Quality and transparency of reporting, accuracy of information provided as well as timeliness are key success factors for the LP/GP relationship. LPs need to run their operations and do their own internal reporting, and they appreciate GPs delivering on time and on quality. Even years after having been an LP myself, I recall which of my prior funds had to be chased to provide reporting in time and how the quality of reports and investor relations activities have ranked compared to others. Of course, if a GP delivers outstanding returns, investors might be more lenient when it comes to “hygiene factors” like reporting quality and timeliness. But by definition, the outstanding returns are only achieved by a small number of GPs.
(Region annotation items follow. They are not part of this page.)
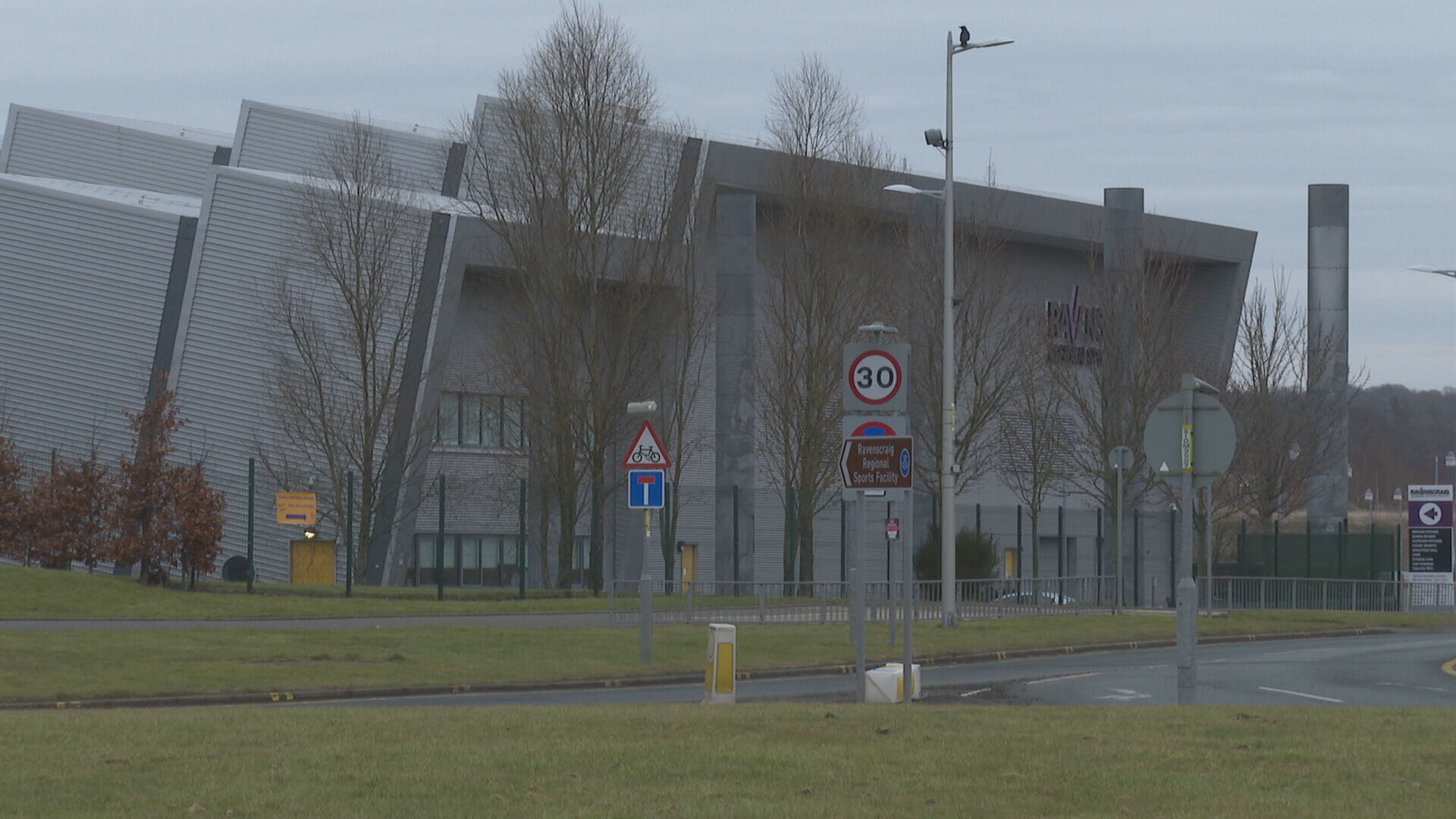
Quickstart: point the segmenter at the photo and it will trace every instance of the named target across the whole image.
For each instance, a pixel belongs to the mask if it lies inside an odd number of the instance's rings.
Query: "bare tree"
[[[297,235],[264,294],[280,331],[271,398],[282,437],[259,442],[264,466],[282,487],[320,478],[323,517],[339,528],[355,474],[361,551],[393,529],[374,530],[392,490],[386,465],[402,455],[408,474],[434,426],[421,420],[405,434],[395,424],[428,233],[408,187],[386,137],[355,117],[320,147],[316,178],[297,185]],[[354,563],[361,577],[367,564]]]
[[[952,463],[960,466],[957,488],[980,478],[992,465],[996,447],[987,434],[1016,385],[1018,369],[1025,361],[1016,351],[1022,337],[1013,309],[1016,278],[1000,268],[1009,240],[1000,227],[1002,195],[996,188],[994,168],[987,168],[983,200],[962,204],[955,232],[954,361],[955,361],[955,449]],[[914,208],[913,208],[914,213]],[[943,258],[938,240],[941,220],[911,216],[904,232],[903,254],[907,259],[906,294],[898,322],[909,329],[914,402],[926,408],[911,415],[919,447],[917,469],[922,488],[938,491],[941,462],[941,417],[929,408],[941,407],[941,305]]]
[[[1112,509],[1117,477],[1108,453],[1131,447],[1128,474],[1140,475],[1147,417],[1178,388],[1179,373],[1204,367],[1181,340],[1190,274],[1181,256],[1140,246],[1125,267],[1088,258],[1089,284],[1073,291],[1072,303],[1047,305],[1047,364],[1075,420],[1069,485]],[[1142,503],[1153,484],[1127,482],[1125,507]]]
[[[783,579],[814,579],[814,516],[839,485],[840,356],[855,328],[888,309],[878,297],[878,226],[862,205],[888,154],[860,130],[862,106],[818,57],[776,77],[767,119],[767,287],[757,364],[763,450],[783,493]],[[796,564],[796,565],[795,565]]]
[[[1000,472],[1031,514],[1031,574],[1041,577],[1038,522],[1047,498],[1066,491],[1072,477],[1075,424],[1066,392],[1037,356],[1024,354],[1021,377],[997,414]],[[1019,555],[1018,555],[1019,558]]]
[[[684,338],[661,331],[686,297],[673,195],[684,140],[649,125],[655,83],[600,7],[563,7],[498,93],[469,124],[463,198],[513,271],[504,351],[526,393],[531,472],[552,495],[565,584],[588,493],[617,485],[606,462],[628,431],[625,405],[646,398],[674,354],[693,360]],[[600,587],[600,538],[590,560]]]
[[[1307,316],[1289,297],[1289,275],[1277,273],[1273,287],[1249,290],[1223,396],[1239,433],[1229,474],[1216,484],[1226,514],[1273,522],[1303,500],[1310,475],[1338,443],[1331,430],[1364,383],[1356,373],[1332,402],[1307,389],[1310,360],[1313,372],[1324,372],[1337,353],[1332,340],[1310,341]]]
I have heard from LPs who decided to re-invest into funds with only reasonable returns because they know that “the house is in order” and by that they add an efficient low-risk asset to their portfolio.

The COO’s currency: Integrity, likeability, and trust

The COO is the day-to-day “face” of the GP towards its LPs. Their questions, concerns, or other matters of discussion are most of the time landing with the COO and form the base for their own decision making. The COO’s integrity and trustworthiness are thus important factors, and literally the only currency the COO has. Therefore, it is crucial for the COO to treasure these traits and be aware that building integrity and trust takes a long time, while they can be destroyed fast. I recall a large asset manager presenting their survey results about the LP/GP relationships at a conference once, and not surprisingly “likeability” and “trust” were one of the highest-ranking topics. 

In addition, while aiming for returns might imply something different, a private equity fund and the LP/GP relationship is people’s business. Therefore, personal chemistry, likeability and reliability are of utmost importance. For example, I heard from an LP who once declined to commit to a successor of a well performing fund, because they felt not being treated properly, and trust was not up to their expectations. The decision not to commit was finally made after the GP missed an agreed update meeting and then only sent a junior person.

It’s a marathon, and not a sprint!

This is an often-cited quote when it comes to private equity, but there is no better way of describing the LP/GP relationship. It often starts years before an investment, as investors want to get to know GPs and observe their developments before they commit to a fund. Sometimes LPs do due diligence on a GP with the result to pass the current fund opportunity, but the clear outlook to stay in touch and potentially commit to a successor fund 4-5 years later. It is important for the GP to pay attention to this, to update these investors from time to time and build trust over the years to enable future investments.

Once an investor commits to a fund, the relationship lasts for at least 10 years which is the normal term of a private equity fund. Often this term is extended by 1-2 years to enable the GP to orderly dispose of the portfolio. Adding the time of screening and due diligence before the commitment is made, there is an at least 12-14 year long relationship between GP and its LPs and potentially it can be a lot longer in case of commitments into successor funds. I am a half-marathon runner myself, and I know what it means to run for endurance and long distance, instead of focusing on sprinting and missing on delivering the long-term goals.